Arturo wandered over to the edge of the road as the familiar headspin kicked in. He sat down in the gutter. The truth is, he now felt relieved. It was perverse, selfish, but it was like he’d been plucked out of deep water and stood on dry land. He butted the cigarette and rose, patting dust off the seat of his jeans. He walked back to the store. The old man had his ear up to a transistor radio. ‘Manang,’ Arturo said. ‘Get me one of those international calling cards, too.’

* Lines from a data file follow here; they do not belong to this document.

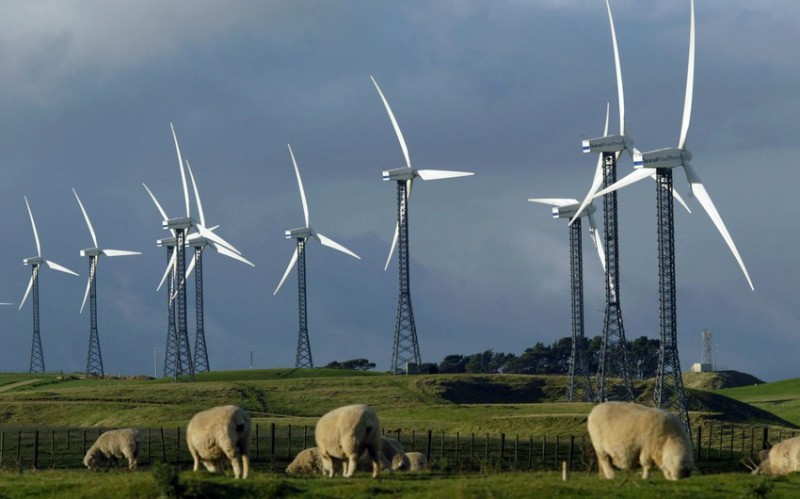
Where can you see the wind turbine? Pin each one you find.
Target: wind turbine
(301, 235)
(37, 357)
(669, 390)
(613, 361)
(567, 208)
(406, 345)
(178, 355)
(199, 241)
(94, 359)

On the way home, he caught Jun shuffling down the street. ‘There you are,’ he said, waiting at the front gate. An insurgent grin on the boy’s face. ‘Ano ba. You’re a mess.’ They climbed the stairs to the front of the house where Jun let his shoes flop by the doormat. Dried mud scattered all over the landing. Arturo could only click his tongue, too tired to rebuke.
‘Go on,’ he said. He touched the boy’s arm, guided him inside. ‘Clean yourself up before you mother sees you.’
Gina came out of the kitchen with a balled-up cloth in her hand that she held pot lids with. Her hair was damp and she’d wrapped it up high in a towel. She wore a robe and her house slippers. He went to her and kissed her on the cheek which smelled like soap and the smell mixed with the tobacco stink in his clothes. He could see the soft light of the television in the living room, where his sister-in-law would be watching a televangelist or talent show. He put his hands around Gina’s shoulders and felt her soften. There was a part of him – a childish part he’d stashed away long ago – that made him shut his eyes, squeeze them tight, and will it all still. To hitch the passage of time to those memories; to this exact instant where he held her body as close as he could to his own. And another part of him knew better.